21 Jul 2020
A week ago, I wrote a blog about the value of gathering QUIC logs (qlog) and processing them to derive statistics and better understand how the protocol interacts in practice with networks. My example was an analysis of packet losses. In many logs packet losses appeared to not happen as isolated random incidents, but rather as “trains” of successive errors. I have gathered more logs since and see that while this is true for some servers, it is not true for others. The new data from “quic.aiortc.org” confirms the correlation of errors, but the data from “nghttp2.org” does not show it.
This is not unexpected. Differences in local conditions and in server software cause differences in observations. The data is gathered from test servers, interacting with different testing clients. For example, the data set from “nghttp2.org” includes a lot of connections with short round trip times, from locations near the server. Getting more data from more servers would probably show still different sets of patterns. Data from user generated traffic would be useful, but servers will not provide it before we address privacy issues.

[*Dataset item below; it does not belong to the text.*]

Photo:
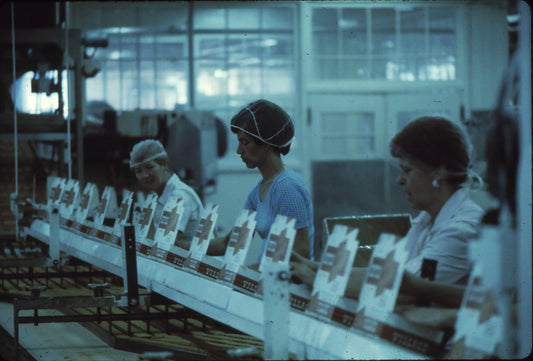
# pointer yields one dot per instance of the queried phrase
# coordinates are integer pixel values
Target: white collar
(172, 182)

Full QUIC logs will reveal IP addresses of clients and servers, names of servers, times and parameters of connection, the length of downloaded documents, and QUIC parameters like connection identifiers. Incidental data might reveal names of documents, and maybe part of their contents. Logs may also contain information messages and error messages, which themselves might contain information about clients and servers.
One approach would be to build an automated “log scrubber” that would “clean” the logs, so the cleaned archives could be used for research without causing privacy issues. This requires examining all the data elements and deciding whether they can to be archived as is, whether they need to be anonymized before archiving, or whether they need to be simply deleted. For example, contents and names of documents should probably be removed from the long-term archives. Headers of packets and acknowledgement frames should probably be kept. Connection identifiers should probably be anonymized to enable correlation between client and server logs without allowing tracking of users.
The good news is that the QLOG specification allows easy parsing of the logs, and thus easy implementation of an efficient scrubber. But before that, we need to achieve a consensus on a “log privacy” requirement. I just gave a examples of log elements for which consensus appears reasonably easy to reach, but these are the easy ones. In the end, I can see the privacy specification being almost as long as the QUIC specification itself! But let us not lose sight of the goal. Big companies have private access to large amount of data and use it to improve their products. Independent researchers need enough publicly available data to compete. And they will only get that if we solve the privacy issues.